I have tried doing a variable change as in the case of $\varepsilon=0$, because I think it will be, more or less, the same. Id est: $$\int_0^{1/2}\frac{1+[log(r)]^{1+\varepsilon N}-[log(r)]^{1+\varepsilon N}}{r[log(r)]^{1+\varepsilon N}}dr\ \xrightarrow{\text{variable change}}\ ?$$ taking $u=[log(r)]^{1+\varepsilon N}$, or something like this, but I do not manage to make progress.

Answer 1

The derivative of $-\frac1{\varepsilon N \log^{\varepsilon N}r}$ is $\frac1{r\log^{1+\varepsilon N}r}$

Answer 2

As @Winther suggest, let's try a substitution.

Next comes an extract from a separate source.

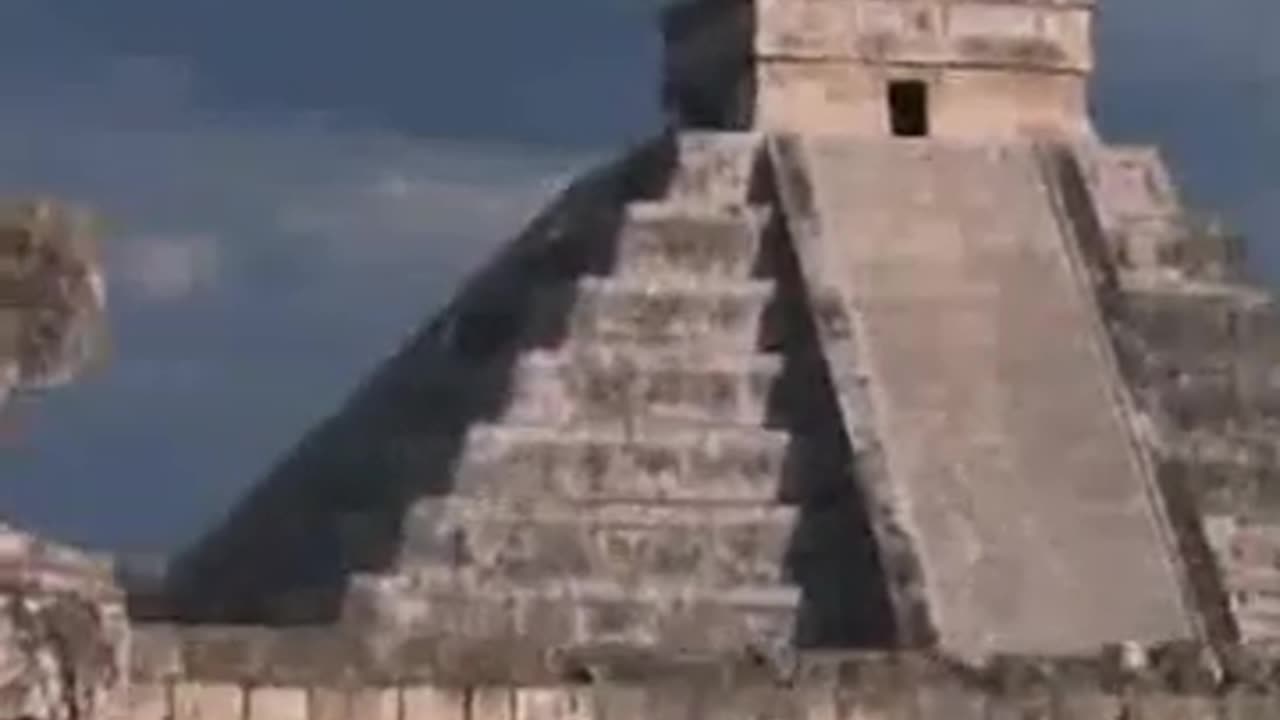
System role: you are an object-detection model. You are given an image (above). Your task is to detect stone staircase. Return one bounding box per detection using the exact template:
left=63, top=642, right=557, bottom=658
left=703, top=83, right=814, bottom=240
left=344, top=136, right=875, bottom=652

Take $u=\log(r)$. We have $du = \frac1r dr$ and we have $$ \int_0^{1/2}\frac1{r[\log(r)]^{1+\epsilon N}}dr = \int_{-\infty}^{\log(1/2)}\frac1{u^{1+\epsilon N}}du = \left[-\frac1{\epsilon N}u^{-\epsilon N}\right]^{\log(1/2)}_{-\infty} $$ I think you can finish the rest.